I believe my implementation of TFIDF is quite inefficient, so instead let's use the SciKit Learn vectoriser.

the sklearn implementation doesn't clean the data as it goes like mine, so we will clean the reviews before vectorising them.

In [113]:
def clean_reviews(reviews_):
    clean_reviews = []
    for review in reviews_:
        clean_review = re.sub(html_tag, '', review)
        tokens = nltk.word_tokenize(clean_review)
        stems = [ps.stem(token, to_lowercase=True) for token in tokens if token not in sw]
        clean_reviews.append(" ".join(stems))
    return clean_reviews

In [143]:
from sklearn.model_selection import train_test_split
from sklearn.feature_extraction.text import TfidfVectorizer
vectorizer = TfidfVectorizer()

# To access the global vocabulary, we produce tfidfs of training and testing together.
all_tfidf = vectorizer.fit_transform(clean_reviews(reviews+test_reviews)).toarray()

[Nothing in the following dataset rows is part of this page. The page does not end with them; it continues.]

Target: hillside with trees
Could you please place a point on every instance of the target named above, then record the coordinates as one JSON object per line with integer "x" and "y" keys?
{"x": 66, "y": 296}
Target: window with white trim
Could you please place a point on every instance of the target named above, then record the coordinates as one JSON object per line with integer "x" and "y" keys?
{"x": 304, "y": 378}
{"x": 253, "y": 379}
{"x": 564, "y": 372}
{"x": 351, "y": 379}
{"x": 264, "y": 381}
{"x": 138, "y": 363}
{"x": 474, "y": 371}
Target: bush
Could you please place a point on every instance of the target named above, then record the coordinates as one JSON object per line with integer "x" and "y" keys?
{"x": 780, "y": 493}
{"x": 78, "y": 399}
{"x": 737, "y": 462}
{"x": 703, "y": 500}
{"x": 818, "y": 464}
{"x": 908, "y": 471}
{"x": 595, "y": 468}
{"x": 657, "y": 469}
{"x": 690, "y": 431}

# We can use either method to split, but as we're comparing to my implementation from earlier, lets use the same data for train / test
# X_train, X_test, y_train, y_test = train_test_split(all_tfidf, (ratings+test_ratings), test_size=0.1, random_state=0)
X_train, X_test = all_tfidf[:len(reviews)], all_tfidf[len(reviews):]
y_train, y_test = ratings, test_ratings

print(vectorizer.get_feature_names_out()[500:550])
print(f"{len(X_train)=}, {len(y_train)=}")
print(f"{len(X_test)=}, {len(y_test)=}")

['aditya' 'adjac' 'adjani' 'adjoin' 'adjunct' 'adjust' 'adjut' 'administ'
 'administr' 'admir' 'admiss' 'admit' 'admitt' 'admittedli' 'adolesc'
 'adolf' 'adopt' 'ador' 'adorn' 'adrenalin' 'adrian' 'adriana' 'adrienn'
 'adul' 'adult' 'adulter' 'adulteri' 'adulthood' 'advanc' 'advani'
 'advantag' 'advantage' 'advent' 'adventist' 'adventur' 'adventuresom'
 'advers' 'adversari' 'advert' 'adverter' 'advertis' 'advertising' 'advic'
 'advis' 'advoc' 'aeon' 'aerial' 'aerodynam' 'aeryn' 'aesthet']
len(X_train)=2000, len(y_train)=2000
len(X_test)=200, len(y_test)=200


In [146]:
mnb = MultinomialNB()

print("Fitting model...")
model = mnb.fit(X_train, y_train)
print("Done")

Fitting model...
Done


In [145]:
print("Testing model...")
y_pred = mnb.predict(X_test)

n_correct = 0
for i, actual in enumerate(y_test):
    predict = y_pred[i]
    if (actual > 5) == (predict > 5):
        n_correct += 1

print(f"{n_correct} correct out of {len(y_test)}. ({n_correct/len(y_test)})")

Testing model...
140 correct out of 200. (0.7)


Using SciKit Learn's Vectorizer gives comparable results to my own implementation (and is a lot faster at calculating the
TF-IDFs!)

## Conslusion

In this report, we have explored the data set, and analysed it for possible features that could be effective
in determining the sentiment. We have implemented a baseline model that uses other research from others, and experimented
with a possible improvement, which didn't add any significant improvement. We then attempted to recreate the dataset
that we used with a naive method, but couldn't produce any useful results.

We then explored a further approach, using a different analysis method, TFIDF, and wrote an implementation that
successfully classifies the reviews as positive or negative, the majority of the time. We then compared our
implementation to another, de-facto implementation.